You can't scare people away from smoking. That's the conclusion of a study talked up in a New York Times op ed today. So we're wasting a lot of money won in anti-smoking lawsuits, spent on futile scare stories that just happen to be true (smoke and you're gonna die, sucka!).

What does this have to do with fish?

We're using some similar scare stories in efforts to get people to stop eating unsustainable seafood (eat this fish and the ocean will die, sucka!). With a weaker pitch, it must be even less likely to work than the anti-smoking scare story.

Is there a lesson for save-the-fishes people in this story?

5 comments:

Rick MacPherson said...

i like the analogy you're trying to make here mark... but a bit of apples and oranges, wouldn't you agree?

nicotine is an addictive, albeit licit, chemical... while scare tactics may have failed to deter smokers, it's not a simple matter of simply just saying no and seeing reason when chemical receptors in the brain are jonseing for the next fix...

i'm not arguing in favor of scare tactics for sustainable seafood, but there is an important pharmacological/psychological difference here...

Mark Powell said...

Bit of apples and oranges, or cigarettes and fish. The details of the study are informative and support the analogy, however.
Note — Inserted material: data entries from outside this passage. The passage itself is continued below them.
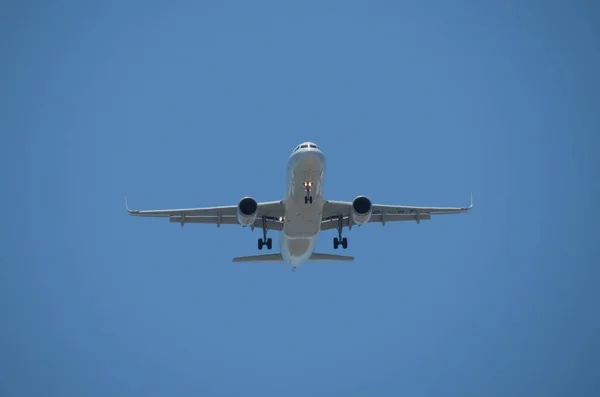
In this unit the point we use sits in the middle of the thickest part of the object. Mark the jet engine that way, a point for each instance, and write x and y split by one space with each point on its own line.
361 210
247 211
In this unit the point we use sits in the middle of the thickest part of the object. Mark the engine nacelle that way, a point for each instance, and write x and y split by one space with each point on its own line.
361 210
247 211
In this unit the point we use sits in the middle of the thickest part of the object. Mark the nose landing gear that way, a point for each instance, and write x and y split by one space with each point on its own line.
308 190
339 240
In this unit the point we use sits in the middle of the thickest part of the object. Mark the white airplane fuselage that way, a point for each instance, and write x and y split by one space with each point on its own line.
302 221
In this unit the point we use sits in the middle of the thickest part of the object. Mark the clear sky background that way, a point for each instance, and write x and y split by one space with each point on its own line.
184 104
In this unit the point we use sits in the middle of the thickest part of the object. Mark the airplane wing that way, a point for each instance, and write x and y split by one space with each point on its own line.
272 211
334 210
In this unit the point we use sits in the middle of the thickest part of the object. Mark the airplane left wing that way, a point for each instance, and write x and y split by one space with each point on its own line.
340 212
270 211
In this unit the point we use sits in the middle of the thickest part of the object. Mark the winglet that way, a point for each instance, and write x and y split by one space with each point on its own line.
131 212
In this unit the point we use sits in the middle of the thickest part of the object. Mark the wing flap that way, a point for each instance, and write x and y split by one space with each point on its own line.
270 223
332 223
259 258
318 257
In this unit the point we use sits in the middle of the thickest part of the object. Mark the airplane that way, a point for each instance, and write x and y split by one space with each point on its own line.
302 213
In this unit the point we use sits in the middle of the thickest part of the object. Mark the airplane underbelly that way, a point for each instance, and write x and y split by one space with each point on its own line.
302 220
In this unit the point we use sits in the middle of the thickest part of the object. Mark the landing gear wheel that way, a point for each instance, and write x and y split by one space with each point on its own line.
264 240
339 240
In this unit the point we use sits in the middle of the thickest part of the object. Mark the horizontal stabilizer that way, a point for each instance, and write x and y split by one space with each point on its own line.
259 258
329 257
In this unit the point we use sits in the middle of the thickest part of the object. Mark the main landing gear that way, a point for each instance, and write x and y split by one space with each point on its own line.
265 241
339 240
307 189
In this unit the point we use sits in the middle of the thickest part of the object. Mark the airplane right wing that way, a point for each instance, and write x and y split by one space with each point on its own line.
271 211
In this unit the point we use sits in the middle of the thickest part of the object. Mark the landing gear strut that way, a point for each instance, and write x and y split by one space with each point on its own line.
339 240
265 241
307 189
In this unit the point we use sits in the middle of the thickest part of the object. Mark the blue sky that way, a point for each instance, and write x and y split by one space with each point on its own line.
182 104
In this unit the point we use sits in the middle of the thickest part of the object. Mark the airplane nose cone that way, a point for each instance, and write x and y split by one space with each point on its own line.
312 160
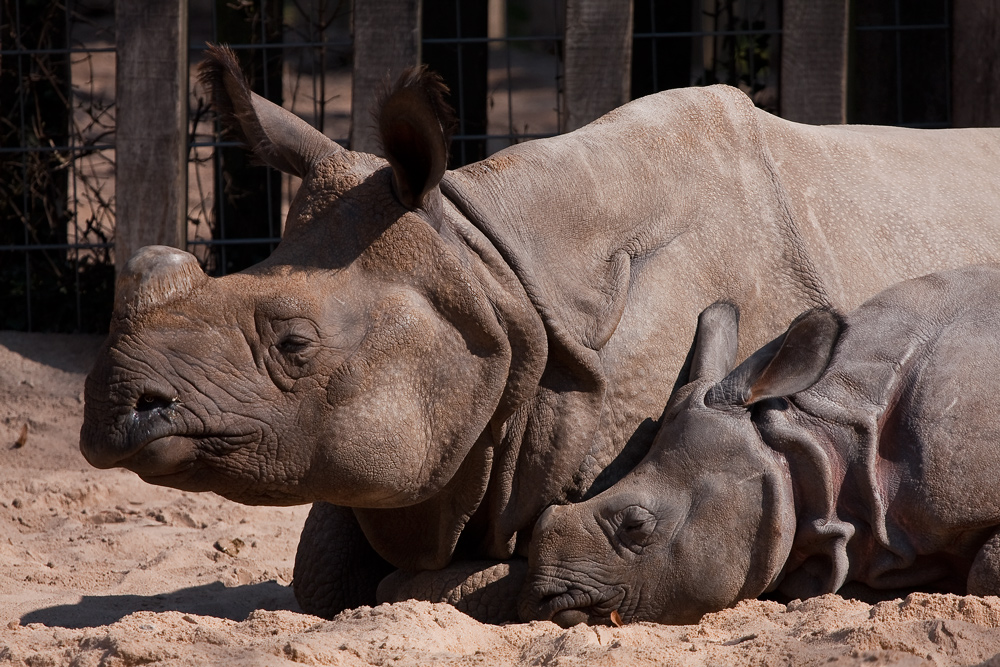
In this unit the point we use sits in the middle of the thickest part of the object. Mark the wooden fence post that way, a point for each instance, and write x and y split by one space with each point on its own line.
598 58
151 137
975 74
814 61
386 40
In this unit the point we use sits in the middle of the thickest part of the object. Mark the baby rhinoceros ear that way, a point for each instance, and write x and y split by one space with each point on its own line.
791 363
415 126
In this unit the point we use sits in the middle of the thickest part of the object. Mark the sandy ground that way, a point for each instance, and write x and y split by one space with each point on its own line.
99 568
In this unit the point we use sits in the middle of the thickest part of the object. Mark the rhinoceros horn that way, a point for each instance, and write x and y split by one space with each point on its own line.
155 275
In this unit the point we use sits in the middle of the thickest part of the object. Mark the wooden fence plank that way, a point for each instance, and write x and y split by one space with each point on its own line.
386 40
598 58
151 134
814 61
975 75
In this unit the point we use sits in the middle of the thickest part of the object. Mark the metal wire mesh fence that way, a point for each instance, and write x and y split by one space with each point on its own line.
502 59
911 44
56 164
701 42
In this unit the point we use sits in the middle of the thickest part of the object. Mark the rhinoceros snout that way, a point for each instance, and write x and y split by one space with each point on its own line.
115 440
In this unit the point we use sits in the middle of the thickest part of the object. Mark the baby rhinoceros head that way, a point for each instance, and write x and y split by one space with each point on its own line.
707 518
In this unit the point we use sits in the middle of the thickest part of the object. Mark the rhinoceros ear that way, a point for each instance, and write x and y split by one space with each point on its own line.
155 275
715 342
790 363
276 136
415 126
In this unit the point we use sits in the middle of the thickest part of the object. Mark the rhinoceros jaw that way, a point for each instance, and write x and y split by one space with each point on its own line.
155 276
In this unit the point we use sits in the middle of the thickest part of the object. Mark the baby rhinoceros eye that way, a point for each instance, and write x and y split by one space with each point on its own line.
635 527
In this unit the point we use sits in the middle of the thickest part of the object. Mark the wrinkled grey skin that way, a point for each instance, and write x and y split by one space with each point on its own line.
447 353
871 459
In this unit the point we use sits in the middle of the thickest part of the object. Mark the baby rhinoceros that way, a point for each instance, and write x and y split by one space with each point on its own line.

Smoking scare stories didn't even activate the part of the brain that register alarm or disapproval. The scare stories didn't even scare. So I worry that overfishing scare stories won't scare either, since they're so much milder than smoking scare stories.

No clear answers here. But I'm dissatisfied with scare stories as an attempt to save the oceans (or anything else). That's a played out strategy, it's tired. I'm not arguing for sugar-coating the facts. I'm arguing for finding an approach other than doom and gloom so that people actually HEAR the facts.

Paul and Deb said...

Do the smoking ads work to prevent young people from trying it? Has the number of teen smokers declined?
What I'm getting at is, kids growing up tend to get the message, and they are your best chance at change. They need to be educated about our environment, and exposed to it. Outdoor classroom time, field trips, getting your hands dirty, not computer time in the air conditioning.
As for the adults,
there needs to be an authoritative voice, that reaches out to the masses, otherwise the only folks who will get it, are the people who read these blogs. Most adult Americans don't believe anything unless it hits us in the face, or wallet.

Anonymous said...

Fear and facts are both relatively weak motivators. People like us severely underestimate the importance of examples and peer pressure. I wrote a blog post on how this affects smoking back in February.

http://waterwordsthatwork.com/2008/05/27/washington-post-peers-profoundly-influence-behavior/

The takeaway is that smoking rates have falled because smokers want to avoid being socially ostracized, rather than protect their health.